Sem frear Bolsonaro, 'pacto nacional' interessa mais a ele do que ao país
Parecia
que o coronavírus tinha acabado de chegar ao Brasil. Numa
encenação solene, Jair Bolsonaro e outros chefes políticos se reuniram para
pedir harmonia e prometer um esforço conjunto no combate à pandemia. A
iniciativa chegou depois de 300 mil mortes, e ninguém foi capaz de apontar o
dedo para os principais responsáveis pelo atraso.
Bolsonaro
anunciou um comitê que se reunirá toda semana e que pode "redirecionar o
rumo do combate ao coronavírus". O presidente do Senado falou num
"pacto nacional" liderado pelo Planalto, e o presidente da Câmara
cobrou "uma única orientação nacional", segundo diretrizes do
Ministério da Saúde.
Mudar o caminho do enfrentamento à pandemia, liderar esse trabalho e seguir as orientações das autoridades de saúde foi tudo o que Bolsonaro se recusou a fazer nas últimas 54 semanas. A doença está aí há mais de um ano, já existem vacinas, e os protocolos para conter a catástrofe foram testados. Quando teve oportunidade, o presidente empurrou o país pelo caminho errado.
Ainda
que Bolsonaro tenha recebido agora o papel simbólico de coordenador desse
pacto, dificilmente alguém deve acompanhá-lo. O objetivo real é diluir a
autoridade do presidente, compartilhar as responsabilidades pela situação do
país e reduzir a pressão sobre o governo.
As
credenciais de Bolsonaro na função não resistiram aos primeiros minutos de seu
discurso, na manhã desta quarta (24), após a reunião. Ele até fingiu ter
deixado de lado o falso dilema entre saúde e economia ao dizer que a vida
estava "em primeiro lugar". Mas gastou mais tempo em defesa do
ineficaz "tratamento precoce" do que da vacinação.
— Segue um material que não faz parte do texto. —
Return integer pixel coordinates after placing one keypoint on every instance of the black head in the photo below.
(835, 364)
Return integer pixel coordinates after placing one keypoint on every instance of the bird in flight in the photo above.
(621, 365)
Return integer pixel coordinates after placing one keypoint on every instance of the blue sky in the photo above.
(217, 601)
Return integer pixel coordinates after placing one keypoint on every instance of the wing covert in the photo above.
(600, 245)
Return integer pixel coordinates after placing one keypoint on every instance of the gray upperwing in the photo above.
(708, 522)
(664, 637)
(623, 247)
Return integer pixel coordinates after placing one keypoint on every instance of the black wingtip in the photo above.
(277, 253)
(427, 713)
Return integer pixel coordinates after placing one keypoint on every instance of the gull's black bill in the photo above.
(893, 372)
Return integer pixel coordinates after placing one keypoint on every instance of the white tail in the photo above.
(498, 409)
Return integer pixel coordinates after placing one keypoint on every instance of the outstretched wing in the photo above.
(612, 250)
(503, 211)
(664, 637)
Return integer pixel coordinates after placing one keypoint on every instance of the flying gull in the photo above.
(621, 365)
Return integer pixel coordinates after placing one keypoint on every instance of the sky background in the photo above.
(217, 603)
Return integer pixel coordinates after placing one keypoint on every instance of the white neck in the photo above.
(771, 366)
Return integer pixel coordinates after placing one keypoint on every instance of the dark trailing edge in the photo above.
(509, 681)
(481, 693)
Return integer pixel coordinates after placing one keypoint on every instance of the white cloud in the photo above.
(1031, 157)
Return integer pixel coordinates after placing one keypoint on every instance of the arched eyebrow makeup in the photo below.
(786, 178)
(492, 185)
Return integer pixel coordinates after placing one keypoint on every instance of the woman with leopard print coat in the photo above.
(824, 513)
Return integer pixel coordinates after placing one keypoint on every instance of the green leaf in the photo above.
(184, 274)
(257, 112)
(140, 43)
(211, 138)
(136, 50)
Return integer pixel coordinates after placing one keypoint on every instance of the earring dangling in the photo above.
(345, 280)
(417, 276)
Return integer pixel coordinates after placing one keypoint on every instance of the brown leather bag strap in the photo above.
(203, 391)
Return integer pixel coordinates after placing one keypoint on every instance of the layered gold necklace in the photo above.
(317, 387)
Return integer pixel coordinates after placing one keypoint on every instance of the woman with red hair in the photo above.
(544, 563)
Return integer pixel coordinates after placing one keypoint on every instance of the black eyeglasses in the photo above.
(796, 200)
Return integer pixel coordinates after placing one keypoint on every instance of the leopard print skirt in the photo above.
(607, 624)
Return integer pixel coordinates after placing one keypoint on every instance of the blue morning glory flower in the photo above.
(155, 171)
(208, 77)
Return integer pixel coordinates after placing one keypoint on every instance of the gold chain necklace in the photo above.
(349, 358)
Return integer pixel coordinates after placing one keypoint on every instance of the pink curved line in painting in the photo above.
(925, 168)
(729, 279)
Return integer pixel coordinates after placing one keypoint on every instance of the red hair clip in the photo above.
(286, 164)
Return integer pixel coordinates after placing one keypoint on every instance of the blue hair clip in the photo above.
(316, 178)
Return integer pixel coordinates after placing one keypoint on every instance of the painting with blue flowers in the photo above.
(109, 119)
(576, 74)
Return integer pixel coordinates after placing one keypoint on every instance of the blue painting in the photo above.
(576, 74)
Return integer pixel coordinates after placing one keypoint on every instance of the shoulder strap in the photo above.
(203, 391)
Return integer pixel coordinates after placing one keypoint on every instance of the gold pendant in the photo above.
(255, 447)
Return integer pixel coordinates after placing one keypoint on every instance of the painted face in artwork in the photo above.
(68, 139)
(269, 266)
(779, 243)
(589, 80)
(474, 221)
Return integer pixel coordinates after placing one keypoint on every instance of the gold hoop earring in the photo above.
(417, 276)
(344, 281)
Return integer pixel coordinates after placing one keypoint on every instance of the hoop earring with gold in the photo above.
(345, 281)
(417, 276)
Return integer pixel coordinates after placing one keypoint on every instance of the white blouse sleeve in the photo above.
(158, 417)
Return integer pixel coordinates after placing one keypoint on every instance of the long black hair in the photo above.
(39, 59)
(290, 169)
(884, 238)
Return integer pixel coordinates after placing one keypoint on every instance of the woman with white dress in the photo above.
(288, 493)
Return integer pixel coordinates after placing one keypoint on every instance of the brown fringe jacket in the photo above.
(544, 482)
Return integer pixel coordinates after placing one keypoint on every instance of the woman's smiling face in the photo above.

Num esforço para zerar o jogo, o presidente ainda chamou mutações de “novo vírus”. A insistência em jogar confetes como a cloroquina sobre sua base de apoio e a constante tensão com governadores, porém, mostram que velhos vícios continuarão presentes. Se não for capaz de frear Bolsonaro, esse teatro interessa mais a ele do que ao país.